Jum’at, 30 Desember 2022
WE NewsWorthy, Jakarta – Penjabat (PJ) Gubernur DKI Jakarta Heru Budi Hartono telah mendapatkan banyak kritikan pedas dari berbagai pihak tentang kebijakannya di Ibu Kota.
Salah satunya yaitu keputusannya untuk mencopot Marullah Matali dari jabatan Sekretaris Daerah (Sekda) DKI, yang menimbulkan banyak kecaman bagi Heru Budi.
Hal ini juga mendapatkan kritikan dari Pakar Kebijakan Publik Narasi Institute Achmad Nur Hidayat, ia menilai tindakan Heru Budi ugal-ugalan dalam menjalankan demokrasi.

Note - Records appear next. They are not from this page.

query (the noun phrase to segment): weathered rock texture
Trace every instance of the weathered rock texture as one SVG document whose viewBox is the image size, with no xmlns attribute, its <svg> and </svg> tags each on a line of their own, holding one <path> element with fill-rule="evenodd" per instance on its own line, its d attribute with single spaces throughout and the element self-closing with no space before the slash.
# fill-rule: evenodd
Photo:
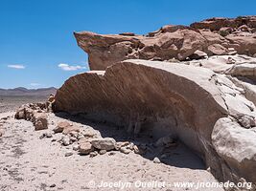
<svg viewBox="0 0 256 191">
<path fill-rule="evenodd" d="M 134 133 L 151 126 L 169 129 L 198 152 L 220 180 L 256 182 L 251 169 L 256 150 L 246 139 L 247 134 L 251 141 L 256 139 L 255 106 L 224 74 L 184 64 L 126 60 L 105 72 L 70 77 L 58 90 L 56 110 L 83 113 Z M 221 118 L 236 128 L 226 127 Z M 226 144 L 225 138 L 234 144 Z M 249 149 L 229 155 L 232 145 Z"/>
<path fill-rule="evenodd" d="M 105 70 L 126 59 L 185 60 L 194 53 L 208 55 L 256 53 L 256 16 L 212 18 L 187 26 L 168 25 L 147 35 L 74 33 L 89 55 L 92 70 Z"/>
</svg>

Achmad menyampaikannya dalam kanal Youtube pribadinya, pada Rabu 28 Desember 2022.
“Dia bukan lahir dari rahim demokrasi. Dia dianggap memiliki kapasitas karena mampu menurut kepada orang-orang yang memberinya jabatan,” kata Achmad dikutip Newsworthy.
“Ternyata dia mengkhianati demokrasi. Bertindak ugal-ugalan, seolah dia adalah pemimpin demokratis,” lanjutnya.
Dia pun mempertanyakan kapasitas Heru Budi dalam menjalankan tugasnya yang hanya menjadi penjabat gubernur DKI.
“Kalau istilah anak mudanya ya, elu tuh siapa. Yang tidak dipilih rakyat, menduduki hanya karena masa transisi. Begitu dia dalam transisi, dimanfaat betul untuk kepentingan-kepentingan orang tertentu yang niatnya tidak lain adalah fasted interested atau memperkaya diri sendiri di atas kepentingan negara,” pungkasnya.
Sebelumnya, Ketua Fraksi PDIP, Gembong Warsono, menyampaikan langsung kritiknya ketika Heru Budi mengunjungi Fraksi PDIP DKI Jakarta, dan ia menyoroti kemampuan komunikasi penjabat gubernur itu.
“Perlu saya sampaikan pada Pak Pj ada beberapa hal yang perlu menjadi perhatian Pak Pj. Pertama, yang menjadi kegelisahan fraksi PDIP soal komunikasi publik Pak Pj yang relatif lemah,” kata Gembong pada Senin (19/12).
Ia menambahkan buruknya komunikasi publik itu telah menciptakan kegaduhan-kegaduhan setelah Heru Budi membuat dan mengumumkan beberapa keputusan dalam peran barunya.
“Kebijakan yang dimunculkan Pak Pj menimbulkan kegaduhan,” ujar Gembong.
Salah satunya adalah kebijakan untuk menetapkan batas usia maksimal bagi pegawai Penyedia Jasa Lainnya Perorangan (PJLP) menjadi 56 tahun.
“Walaupun tujuan Pak Pj adalah sesuai dengan aturan yang ada, sesuai dengan undang-undang, namun ini menimbulkan kegaduhan yang luar biasa. Ini rakyat kecil yang mengais rezeki di jalanan ibaratnya, di got-got, penyapu jalan merasa gelisah,” paparnya.
Gembong mengatakan masyarakat tidak mendapatkan informasi yang komprehensif dan jelas mengenai kebijakan-kebijakan baru Heru Budi.
“Kami kemarin jadi bulan-bulanan juga sama awak media,” ucapnya.
“Kami Fraksi PDIP menilai kebijakan pak Pj dalam hal ini sangat minus, sangat minus bukan sekadar minus.
“Gembong kemudian meminta Heru Budi untuk berupaya memperbaiki komunikasinya dan mendorong jajaran terkait untuk dapat menyediakan informasi yang diperlukan oleh publik secara luas demi mencegah munculnya kegaduhan-kegaduhan serupa di masa mendatang.